The planar spiral processing track is realized through the coordination of the X-axis translational motion table, the Z-axis translational motion table, the C-axis workpiece turntable and the piezoelectric ceramic C, the micro-motion of the piezoelectric ceramic C precisely controls the position of a cutter, and the micro-nano morphology tracking of the complex surface-shaped workpiece is realized; through the cooperation of the piezoelectric ceramics A, B, the cutter can realize the function of replacing a main shaft, form a circumferential rotation track without the main shaft, process a workpiece in a ductile domain, avoid brittle fracture and improve the surface shape quality;
in order to achieve the above purpose, the technical scheme of the invention is as follows:
a hard and crisp complex structure spindle-free multipole servo polishing device comprises a spindle-free cutter mechanism, a vacuum adsorption disc, a workpiece turntable, an X-axis translational motion table, a frame, a Z-axis translational motion table, a bottom adapter, a height regulator, an adapter plate and a height fine tuning piece;
the spindle-free cutter mechanism is arranged on the height fine tuning piece, the height fine tuning piece is arranged on the adapter plate, the adapter plate is arranged on the height adjuster, the height adjuster is arranged on the bottom adapter, the bottom adapter is arranged on the Z-axis translational motion table, and the Z-axis translational motion table is arranged on the frame; the vacuum adsorption disc is arranged on the workpiece turntable, the workpiece turntable is arranged on the X-axis motion platform through a bracket, and the X-axis motion platform is arranged on the frame;
the main shaft-free cutter mechanism comprises a cutter head, a cutter head fixing frame, piezoelectric ceramics A, piezoelectric ceramics B, a gasket, a cutter rest, a flexible hinge, an end effector, piezoelectric ceramics C, an inner shaft, an end cover and a displacement sensor;
the tool bit is arranged on a tool bit fixing frame, the tool bit fixing frame is fixedly arranged on piezoelectric ceramic A, the piezoelectric ceramic A is fixedly arranged on piezoelectric ceramic B, the piezoelectric ceramic B is fixedly arranged on a gasket, the gasket is fixedly arranged on a tool rest, the tool rest is fixedly connected with an end effector, and the end effector is formed by integrally processing solid steel blocks, and comprises fixing frames on the left side and the right side, a flexible hinge and an execution block; the end effector is connected with the fixing frame through a flexible hinge, the piezoelectric ceramic C is a hollow cylinder, a hollow inner shaft is arranged in the piezoelectric ceramic C, the outer diameter of the inner shaft is equal to the inner diameter of the piezoelectric ceramic C, a displacement sensor is arranged between one end of the inner shaft and the end effector, an end cover is arranged at the other end of the inner shaft, and the end cover is fixedly arranged on the fixing frame.

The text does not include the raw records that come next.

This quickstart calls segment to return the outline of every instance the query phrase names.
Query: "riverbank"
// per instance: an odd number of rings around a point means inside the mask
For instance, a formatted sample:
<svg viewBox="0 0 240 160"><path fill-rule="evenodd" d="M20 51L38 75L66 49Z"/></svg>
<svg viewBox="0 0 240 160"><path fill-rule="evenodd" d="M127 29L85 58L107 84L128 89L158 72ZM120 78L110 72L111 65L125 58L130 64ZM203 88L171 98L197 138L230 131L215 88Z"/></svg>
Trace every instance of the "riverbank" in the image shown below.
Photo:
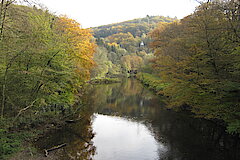
<svg viewBox="0 0 240 160"><path fill-rule="evenodd" d="M35 118L31 123L11 123L11 119L5 120L5 125L1 125L0 130L0 159L30 159L39 155L34 147L35 141L65 124L61 116L45 115Z"/></svg>
<svg viewBox="0 0 240 160"><path fill-rule="evenodd" d="M158 95L163 95L164 96L163 90L164 90L165 87L168 86L168 84L163 83L159 77L157 77L153 74L149 74L149 73L139 73L139 74L137 74L136 77L147 88L149 88L150 90L153 90ZM213 118L208 118L208 117L204 117L202 115L199 115L198 113L195 113L195 112L192 111L193 108L191 106L182 105L182 106L173 106L173 107L170 107L170 108L175 110L175 111L180 111L180 112L185 112L185 111L191 112L191 114L193 116L198 117L198 118L203 118L203 119L206 119L206 120L210 120L210 121L214 122L215 124L224 127L227 130L227 123L223 119L214 118L214 117ZM235 133L233 135L238 135L239 136L238 133Z"/></svg>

A polishing method of a hard and brittle complex structure spindle-free multipole servo polishing device comprises the following steps:
the first-stage servo control is realized by an X-axis translational motion table, a Z-axis translational motion table, a workpiece turntable and piezoelectric ceramics C; the workpiece is fixed on a vacuum adsorption disc of a workpiece turntable, the workpiece turntable drives the vacuum adsorption disc to rotate, and the workpiece turntable is matched with an X-axis translational motion table to form a planar spiral processing track, so that a cutter can process the workpiece at any position in an XY plane; the Z-axis translational motion platform controls the feeding of the cutter to form the basic low-frequency contour of the workpiece; the rotation signal of the vacuum adsorption disc is subdivided by an encoder, and the pulse signal triggers the piezoelectric ceramic C to generate micro-motion, so that the complex outline of the processed workpiece is formed, and the micro-nano morphology tracking of the workpiece is realized;
the second-stage servo control is realized by piezoelectric ceramics A and B; the phase difference of the driving voltages of the piezoelectric ceramic A and the piezoelectric ceramic B is controlled to be pi/2, so that the cutter head does not perform circumferential rotation motion of a main shaft in an XY plane, and the function of replacing the main shaft is realized; meanwhile, the tool is enabled to process a workpiece in a ductile domain without overlapping of circular rotation motion tracks of the main shaft, the depth of polished removed materials is smaller than the critical depth, the materials are firstly subjected to plastic deformation, brittle fracture is avoided, polishing acting force of the tool is reduced, service life of the tool is prolonged, and surface shape quality of a processed surface is improved.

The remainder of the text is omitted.